Britain's High Court has rejected a Muslim group's claim that the government had breached international law by allowing US military planes carrying weapons to Israel to land at British airports.
Judge Duncan Ouseley said on Wednesday that the Islamic Human Rights Commission (IHRC) had failed "by a very long way" to establish its case.
The commission had sought an injunction against the government, claiming Britain had aided "acts of terrorism" by Israel in its campaign against Hezbollah in southern Lebanon.
Last month, a stopover at Prestwick airport near Glasgow of US flights carrying missiles to Israel sparked intense criticism and vocal protests in Britain.
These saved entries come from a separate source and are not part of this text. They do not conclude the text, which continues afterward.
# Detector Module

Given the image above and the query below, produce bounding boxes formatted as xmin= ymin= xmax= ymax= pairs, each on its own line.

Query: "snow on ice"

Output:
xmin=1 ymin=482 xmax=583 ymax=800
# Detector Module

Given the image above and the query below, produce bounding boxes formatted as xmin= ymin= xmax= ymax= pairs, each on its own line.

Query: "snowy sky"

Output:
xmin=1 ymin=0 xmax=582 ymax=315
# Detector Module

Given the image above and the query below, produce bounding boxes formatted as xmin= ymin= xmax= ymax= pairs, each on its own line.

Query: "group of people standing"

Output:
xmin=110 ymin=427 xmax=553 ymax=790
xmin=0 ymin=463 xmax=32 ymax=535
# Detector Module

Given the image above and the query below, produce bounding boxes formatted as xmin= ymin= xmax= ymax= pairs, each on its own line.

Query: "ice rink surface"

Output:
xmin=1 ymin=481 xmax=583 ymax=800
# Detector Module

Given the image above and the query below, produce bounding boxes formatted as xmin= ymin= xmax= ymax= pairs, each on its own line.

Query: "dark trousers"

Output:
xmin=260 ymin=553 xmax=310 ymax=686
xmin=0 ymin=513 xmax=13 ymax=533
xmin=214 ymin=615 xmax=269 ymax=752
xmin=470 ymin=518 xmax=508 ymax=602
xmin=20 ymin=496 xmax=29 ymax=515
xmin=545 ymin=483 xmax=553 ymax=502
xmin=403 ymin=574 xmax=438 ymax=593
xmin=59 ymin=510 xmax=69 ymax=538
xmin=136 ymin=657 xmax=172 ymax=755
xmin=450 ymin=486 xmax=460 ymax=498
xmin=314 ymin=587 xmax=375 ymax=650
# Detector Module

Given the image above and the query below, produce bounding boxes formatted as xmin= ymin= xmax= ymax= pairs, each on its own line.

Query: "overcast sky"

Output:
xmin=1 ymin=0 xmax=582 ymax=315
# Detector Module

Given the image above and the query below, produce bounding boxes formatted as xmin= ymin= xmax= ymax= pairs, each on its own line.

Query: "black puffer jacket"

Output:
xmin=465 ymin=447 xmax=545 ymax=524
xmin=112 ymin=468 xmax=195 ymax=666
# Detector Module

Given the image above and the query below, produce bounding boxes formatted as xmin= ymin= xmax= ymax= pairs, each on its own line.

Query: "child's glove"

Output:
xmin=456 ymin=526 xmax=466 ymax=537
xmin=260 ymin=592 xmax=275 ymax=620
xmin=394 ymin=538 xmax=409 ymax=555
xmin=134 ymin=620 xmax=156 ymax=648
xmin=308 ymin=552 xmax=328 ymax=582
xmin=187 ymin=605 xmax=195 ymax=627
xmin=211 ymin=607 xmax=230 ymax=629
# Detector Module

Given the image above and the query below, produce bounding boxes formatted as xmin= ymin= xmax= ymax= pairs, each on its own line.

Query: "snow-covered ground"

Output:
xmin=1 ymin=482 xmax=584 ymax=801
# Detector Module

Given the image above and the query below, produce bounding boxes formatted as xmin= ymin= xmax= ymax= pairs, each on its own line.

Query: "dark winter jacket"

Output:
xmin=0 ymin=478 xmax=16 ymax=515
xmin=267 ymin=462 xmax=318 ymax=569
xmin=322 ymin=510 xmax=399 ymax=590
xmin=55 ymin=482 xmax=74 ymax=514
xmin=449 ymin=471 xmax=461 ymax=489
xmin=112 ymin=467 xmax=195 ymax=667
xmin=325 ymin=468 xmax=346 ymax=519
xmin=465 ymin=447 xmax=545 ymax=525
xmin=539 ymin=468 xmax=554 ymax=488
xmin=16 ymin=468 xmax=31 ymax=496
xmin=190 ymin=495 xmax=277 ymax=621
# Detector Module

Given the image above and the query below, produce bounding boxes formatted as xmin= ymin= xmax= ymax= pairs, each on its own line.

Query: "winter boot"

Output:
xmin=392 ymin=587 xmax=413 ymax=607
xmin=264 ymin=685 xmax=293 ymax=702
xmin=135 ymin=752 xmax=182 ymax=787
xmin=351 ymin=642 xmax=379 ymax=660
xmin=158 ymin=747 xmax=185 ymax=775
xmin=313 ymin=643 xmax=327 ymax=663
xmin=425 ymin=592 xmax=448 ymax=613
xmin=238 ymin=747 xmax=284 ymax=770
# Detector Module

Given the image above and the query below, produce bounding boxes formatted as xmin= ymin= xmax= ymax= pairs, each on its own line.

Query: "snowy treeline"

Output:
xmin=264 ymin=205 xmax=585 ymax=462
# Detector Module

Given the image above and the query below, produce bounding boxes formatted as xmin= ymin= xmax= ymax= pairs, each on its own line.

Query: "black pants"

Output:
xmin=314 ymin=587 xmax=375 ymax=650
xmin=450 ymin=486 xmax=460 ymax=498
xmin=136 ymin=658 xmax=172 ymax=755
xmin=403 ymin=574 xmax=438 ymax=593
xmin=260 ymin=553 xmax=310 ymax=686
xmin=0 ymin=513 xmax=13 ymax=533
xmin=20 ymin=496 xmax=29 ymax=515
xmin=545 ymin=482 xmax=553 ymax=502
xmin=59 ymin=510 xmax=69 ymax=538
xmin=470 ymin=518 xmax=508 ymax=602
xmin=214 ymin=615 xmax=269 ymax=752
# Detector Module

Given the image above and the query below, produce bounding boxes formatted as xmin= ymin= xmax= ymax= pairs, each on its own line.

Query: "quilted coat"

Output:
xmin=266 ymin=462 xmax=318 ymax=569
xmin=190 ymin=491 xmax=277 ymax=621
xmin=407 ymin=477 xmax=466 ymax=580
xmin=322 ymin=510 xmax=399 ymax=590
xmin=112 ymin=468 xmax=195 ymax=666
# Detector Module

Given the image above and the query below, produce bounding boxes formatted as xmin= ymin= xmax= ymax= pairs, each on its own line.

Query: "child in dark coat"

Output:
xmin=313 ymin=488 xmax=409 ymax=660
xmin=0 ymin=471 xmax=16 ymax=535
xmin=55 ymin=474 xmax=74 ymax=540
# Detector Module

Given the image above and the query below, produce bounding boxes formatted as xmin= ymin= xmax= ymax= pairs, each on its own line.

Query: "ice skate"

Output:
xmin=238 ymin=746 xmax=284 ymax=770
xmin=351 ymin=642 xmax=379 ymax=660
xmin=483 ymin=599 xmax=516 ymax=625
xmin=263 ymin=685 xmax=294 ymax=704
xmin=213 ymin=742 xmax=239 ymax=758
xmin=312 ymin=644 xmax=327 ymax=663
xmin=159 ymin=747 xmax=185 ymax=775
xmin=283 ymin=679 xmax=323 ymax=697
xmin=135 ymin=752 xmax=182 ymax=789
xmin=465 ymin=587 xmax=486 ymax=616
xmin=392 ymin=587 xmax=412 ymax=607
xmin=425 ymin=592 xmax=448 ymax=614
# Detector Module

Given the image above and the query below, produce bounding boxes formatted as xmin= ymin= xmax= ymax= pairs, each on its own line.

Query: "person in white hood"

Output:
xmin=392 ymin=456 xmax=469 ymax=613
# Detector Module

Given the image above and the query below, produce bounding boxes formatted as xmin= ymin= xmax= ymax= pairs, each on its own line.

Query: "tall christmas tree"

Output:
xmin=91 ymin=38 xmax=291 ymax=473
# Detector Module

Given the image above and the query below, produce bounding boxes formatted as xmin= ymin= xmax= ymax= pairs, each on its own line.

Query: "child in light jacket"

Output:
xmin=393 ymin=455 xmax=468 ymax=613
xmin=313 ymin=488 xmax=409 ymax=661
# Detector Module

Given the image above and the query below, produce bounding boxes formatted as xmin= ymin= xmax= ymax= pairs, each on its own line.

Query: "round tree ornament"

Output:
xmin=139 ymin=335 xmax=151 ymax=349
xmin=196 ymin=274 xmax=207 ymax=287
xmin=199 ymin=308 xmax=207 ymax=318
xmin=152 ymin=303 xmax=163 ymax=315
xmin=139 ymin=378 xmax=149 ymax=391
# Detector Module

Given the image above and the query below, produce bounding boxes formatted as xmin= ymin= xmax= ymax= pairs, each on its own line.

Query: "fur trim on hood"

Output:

Several cargo flights bound for Israel subsequently landed for refuelling at RAF Mildenhall, a US-operated base in eastern England, rather than at the civilian Prestwick airport.
The commission, a London-based lobby group, had sought permission to sue the Civil Aviation Authority, the Foreign Office and Des Brown, the defence secretary.
Its lawyer, Peter Carter, said Britain had assisted in "disproportionate military attacks" by Israel, which killed and caused terror to people not directly involved in the conflict.
On Tuesday, Massoud Shadjareh, chairperson of the IHRC, described the organisation's action as "an attempt to force the relevant public authorities to respect the law ... but which our government refuses to abide by".